Problem with "equality" in std::unordered_set

Question

I see some behaviour in std::unordered_set that I need to understand better.

I created a struct that also provides a "hash" function and an "equality" function. The struct contains values for an interval, the lower and upper bound. I use the struct in the std::unordered_set definition also as the "hash" and "equal_to" template argument. Many will not like it, but for the MRE it is OK. No need to write separate functors.

I want to add only disjoint intervals to a std::unordered_set. So, I use a selfmade disjoint-function and consider 2 intervals to be equal, if they overlap.

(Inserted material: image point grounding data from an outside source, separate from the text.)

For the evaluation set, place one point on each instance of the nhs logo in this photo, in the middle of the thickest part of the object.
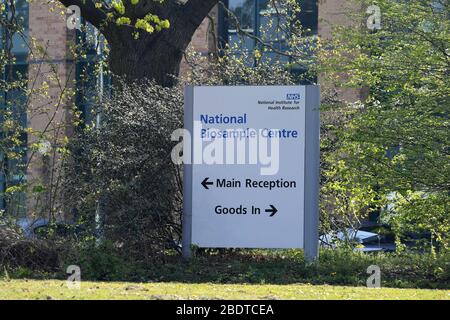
(293, 96)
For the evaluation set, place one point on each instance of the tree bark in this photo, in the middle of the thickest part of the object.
(155, 56)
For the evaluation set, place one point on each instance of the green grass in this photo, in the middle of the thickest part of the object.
(57, 289)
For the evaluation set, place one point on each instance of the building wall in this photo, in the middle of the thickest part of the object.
(331, 14)
(48, 110)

I have written some test function (MRE) below.

Why can I insert intervals [1,5] and [2,3] although they overlap and are considered to be equal?

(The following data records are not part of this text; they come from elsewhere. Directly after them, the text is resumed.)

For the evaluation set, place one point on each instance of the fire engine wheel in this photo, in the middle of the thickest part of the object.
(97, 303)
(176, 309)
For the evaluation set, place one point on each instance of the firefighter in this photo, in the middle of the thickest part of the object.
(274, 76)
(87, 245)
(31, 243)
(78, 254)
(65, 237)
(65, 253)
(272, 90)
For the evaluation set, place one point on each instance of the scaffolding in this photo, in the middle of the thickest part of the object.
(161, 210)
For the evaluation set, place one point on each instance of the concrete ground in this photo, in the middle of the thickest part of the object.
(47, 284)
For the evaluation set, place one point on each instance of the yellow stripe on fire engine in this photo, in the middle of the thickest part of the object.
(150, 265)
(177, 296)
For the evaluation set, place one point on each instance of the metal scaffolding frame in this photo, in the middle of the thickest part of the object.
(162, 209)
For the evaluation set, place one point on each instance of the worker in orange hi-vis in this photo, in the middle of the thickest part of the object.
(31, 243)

Maybe becuase of the different hash values and the nature of the underlying hash table in the std::unordered_set? Please kindly confirm.

#include <iostream>
#include <fstream>
#include <vector>
#include <unordered_set>

struct Interval {
    int left{};
    int right{};
    bool isDisjoint(const Interval& other) const {
        return left < other.right && right < other.left;
    }
    // Hash function
    std::size_t operator()(const Interval& i) const {
        std::size_t result = static_cast<std::size_t>(i.left) + (static_cast<std::size_t>(i.right) << 16);
        return result;
    }
    // Comparison for equality
    bool operator ()(const Interval& lhs, const Interval& rhs) const  {
        bool result =  not lhs.isDisjoint(rhs);
        return  result;
    }
    //bool operator== (const Interval& other) const {
    //    bool result = not isDisjoint(other);
    //    return  result;
    //}

    // Simple output
    friend std::ostream& operator << (std::ostream& os, const Interval& i) {
        return os << '[' << i.left << ','<< i.right << ']';
    }
};

std::vector<Interval> intervals{ {1,5},{2,3},{1,10},{5,10},{6,8} };

int main() {

    std::unordered_set< Interval, Interval, Interval> disjointIntervals{};

    // Special test for first 2 intervals
    std::cout << ((not intervals[0].isDisjoint(intervals[1]))?"[1,5] is equal to [2,3]": "[1,5] is NOT equal to [2,3]") << '\n';

    for (const auto& i : intervals) {
        // Test for hash values. They are all different
        std::cout << "Interval: " << (static_cast<std::size_t>(i.left) + (static_cast<std::size_t>(i.right) << 16)) << " \tHash: " << (i.left + (i.right << 16)) << '\n';
        disjointIntervals.insert(i);
    }
    for (const auto& i : disjointIntervals)
        std::cout << i << '\n';
}

Answer 1

std::unordered_set is a hash set. Elements will be organized into buckets, where the hash of an element identifies the bucket it's in. (That's how you get amortized O(1) insertion and lookup).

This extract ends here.